Agora, ao ler esta entrevista, senti-me outro, como que mais leve e disponível e com uma vontade de mandar às urtigas tudo aquilo a que damos tanta importância e que não é senão, a maior parte das vezes, uma forma de falsificarmos a vida e de nos defraudarmos a nós próprios. Bem haja quem assim é capaz de produzir um tal efeito num leitor.
Foi na entrevista que deu ao «Público», no passado dia 1 de Maio, que fez essa e outras afirmações aparentemente desconcertantes. Lê-la é mergulhar numa atmosfera de paz, de bonomia, de tranquila navegação no mar incerto da vida. É receber uma sábia lição da arte de bem viver, ou de como tirar partido, pelo engenho, pela superior inteligência, pela sensibilidade desperta a tudo o que nos rodeia, das circunstâncias mais adversas e até das situações injustas. A capacidade para inventar a felicidade mesmo no meio de todas as privações, para manter a dignidade humana em circunstâncias que a negam, para construir um mundo solidário e de cumplicidades entre as pessoas e os seres mais diversos, seja um companheiro de prisão, uma camponesa que vende leite à porta do campo de concentração, um director prisional, ou um pardalito que nos visita e acaba por, confiantemente, nos vir comer à mão, essa é a grande lição de amor que nos dá o grande mestre da escrita e da vida que é Luandino Vieira. Um homem que também confessa não guardar rancor a ninguém e em cuja palpável humildade se pressente uma atitude exigente face a si próprio e face ao outro, mas em que esse outro se não reduz à pessoa humana. Foi essa radical exigência que o levou a recusar o prémio “Camões”, quando lho quiseram atribuir, porque, segundo dizia, já há dezenas de anos que não produzia nada e por isso não se sentia merecedor da distinção (depois disso, apareceu em força com o pequeno-grande livro «De Rios Velhos e Guerrilheiros», o primeiro de uma trilogia, que tem por título «O Livro dos Rios»).

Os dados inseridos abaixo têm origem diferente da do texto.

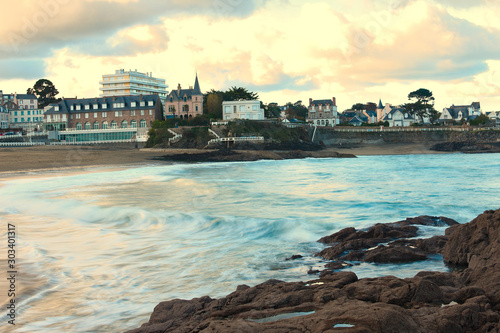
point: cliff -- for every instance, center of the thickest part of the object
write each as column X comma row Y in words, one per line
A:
column 464, row 300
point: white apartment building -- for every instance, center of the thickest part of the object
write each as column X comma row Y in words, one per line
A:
column 124, row 83
column 4, row 117
column 242, row 110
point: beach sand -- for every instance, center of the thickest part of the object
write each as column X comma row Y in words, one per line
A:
column 18, row 159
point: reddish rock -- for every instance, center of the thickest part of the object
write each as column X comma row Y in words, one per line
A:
column 462, row 301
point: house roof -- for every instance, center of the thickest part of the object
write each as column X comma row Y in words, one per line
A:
column 179, row 94
column 65, row 105
column 26, row 96
column 394, row 110
column 322, row 102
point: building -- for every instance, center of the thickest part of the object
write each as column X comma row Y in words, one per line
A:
column 124, row 83
column 26, row 101
column 184, row 103
column 323, row 112
column 247, row 109
column 460, row 112
column 4, row 117
column 23, row 111
column 103, row 119
column 399, row 117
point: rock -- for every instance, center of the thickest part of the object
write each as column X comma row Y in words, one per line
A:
column 394, row 254
column 295, row 256
column 461, row 301
column 476, row 245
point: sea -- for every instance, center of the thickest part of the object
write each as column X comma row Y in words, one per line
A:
column 96, row 249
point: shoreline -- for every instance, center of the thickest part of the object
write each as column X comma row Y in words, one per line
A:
column 55, row 158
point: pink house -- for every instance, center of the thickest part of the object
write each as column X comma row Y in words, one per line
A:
column 184, row 103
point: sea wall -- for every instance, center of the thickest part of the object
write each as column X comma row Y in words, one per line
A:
column 332, row 137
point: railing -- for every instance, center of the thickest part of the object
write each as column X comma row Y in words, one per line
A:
column 219, row 123
column 397, row 129
column 21, row 144
column 238, row 139
column 59, row 143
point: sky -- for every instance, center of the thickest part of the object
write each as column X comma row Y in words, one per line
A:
column 285, row 50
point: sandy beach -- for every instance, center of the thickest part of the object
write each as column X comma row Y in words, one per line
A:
column 18, row 159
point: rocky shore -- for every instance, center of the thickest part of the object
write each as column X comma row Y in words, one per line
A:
column 465, row 300
column 230, row 155
column 472, row 142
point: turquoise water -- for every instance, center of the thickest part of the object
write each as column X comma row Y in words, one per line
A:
column 97, row 250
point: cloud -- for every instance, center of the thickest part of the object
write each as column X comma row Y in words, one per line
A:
column 52, row 24
column 22, row 68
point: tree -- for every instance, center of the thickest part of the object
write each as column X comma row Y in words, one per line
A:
column 214, row 105
column 45, row 91
column 236, row 94
column 422, row 105
column 358, row 106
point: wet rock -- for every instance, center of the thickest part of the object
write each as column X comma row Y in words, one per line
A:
column 295, row 256
column 460, row 301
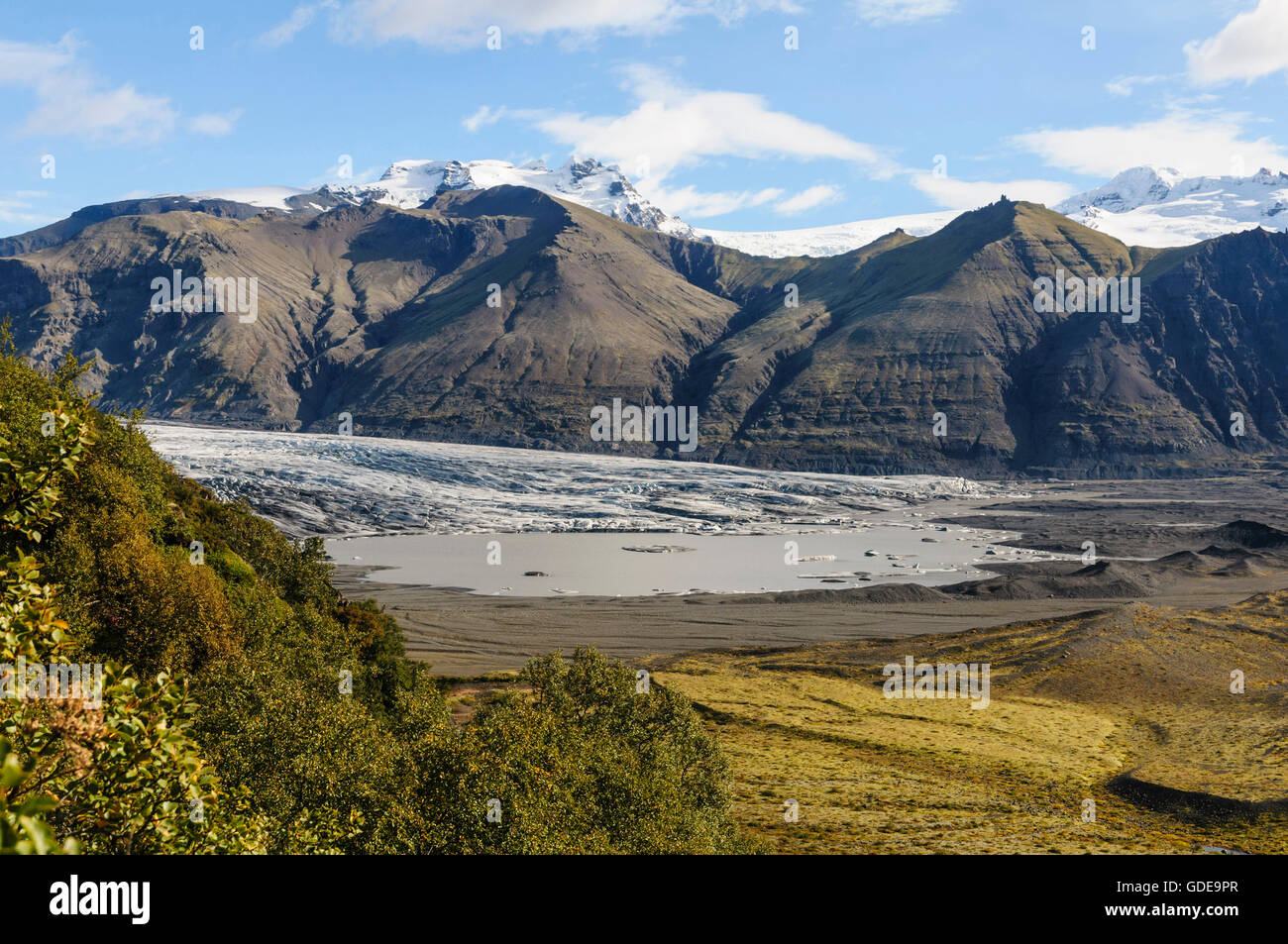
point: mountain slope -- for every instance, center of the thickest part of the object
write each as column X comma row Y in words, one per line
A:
column 503, row 316
column 1157, row 206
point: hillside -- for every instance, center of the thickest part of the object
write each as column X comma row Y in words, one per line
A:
column 1129, row 708
column 384, row 313
column 245, row 706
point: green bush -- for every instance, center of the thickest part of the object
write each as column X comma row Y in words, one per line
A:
column 250, row 707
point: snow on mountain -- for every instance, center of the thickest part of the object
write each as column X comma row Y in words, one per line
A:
column 1157, row 206
column 1141, row 206
column 827, row 241
column 407, row 184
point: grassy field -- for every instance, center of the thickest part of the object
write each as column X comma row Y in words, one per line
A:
column 1129, row 708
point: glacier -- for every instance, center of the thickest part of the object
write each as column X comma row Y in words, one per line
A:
column 344, row 485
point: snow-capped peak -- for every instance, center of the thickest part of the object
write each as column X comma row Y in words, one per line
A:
column 411, row 183
column 1157, row 206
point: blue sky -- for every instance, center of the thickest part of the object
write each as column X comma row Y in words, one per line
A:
column 699, row 101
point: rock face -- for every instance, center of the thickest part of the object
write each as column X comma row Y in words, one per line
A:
column 503, row 316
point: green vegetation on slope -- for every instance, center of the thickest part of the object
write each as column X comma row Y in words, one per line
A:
column 249, row 707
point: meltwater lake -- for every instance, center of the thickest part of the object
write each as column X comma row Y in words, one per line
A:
column 535, row 523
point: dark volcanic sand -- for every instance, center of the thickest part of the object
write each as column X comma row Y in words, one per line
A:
column 463, row 634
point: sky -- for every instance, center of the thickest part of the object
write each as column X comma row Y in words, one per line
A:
column 745, row 115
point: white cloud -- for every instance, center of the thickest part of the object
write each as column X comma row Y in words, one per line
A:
column 20, row 211
column 809, row 198
column 214, row 125
column 1196, row 143
column 700, row 204
column 902, row 12
column 290, row 27
column 673, row 128
column 455, row 25
column 1125, row 85
column 483, row 116
column 72, row 101
column 967, row 194
column 1250, row 46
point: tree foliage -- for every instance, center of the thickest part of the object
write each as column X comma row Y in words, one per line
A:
column 248, row 707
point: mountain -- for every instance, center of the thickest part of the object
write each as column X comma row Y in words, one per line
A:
column 1157, row 206
column 408, row 184
column 503, row 316
column 825, row 241
column 404, row 184
column 1144, row 206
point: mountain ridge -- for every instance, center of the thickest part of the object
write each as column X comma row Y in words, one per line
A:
column 385, row 313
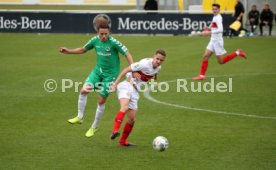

Revelou-se-me como escritor em Luanda, quando por lá passei no rescaldo da época colonial, em 1975. Foi uma descoberta fascinante. Quinze anos depois, tive o grato prazer de o conhecer em pessoa e de com ele manter uma conversa cativante, no Convento de São Paio, em Vila Nova de Cerveira, propriedade do escultor José Rodrigues, onde vivia e levava uma vida de eremita, entre animais e montes.
Agora, ao ler esta entrevista, senti-me outro, como que mais leve e disponível e com uma vontade de mandar às urtigas tudo aquilo a que damos tanta importância e que não é senão, a maior parte das vezes, uma forma de falsificarmos a vida e de nos defraudarmos a nós próprios. Bem haja quem assim é capaz de produzir um tal efeito num leitor.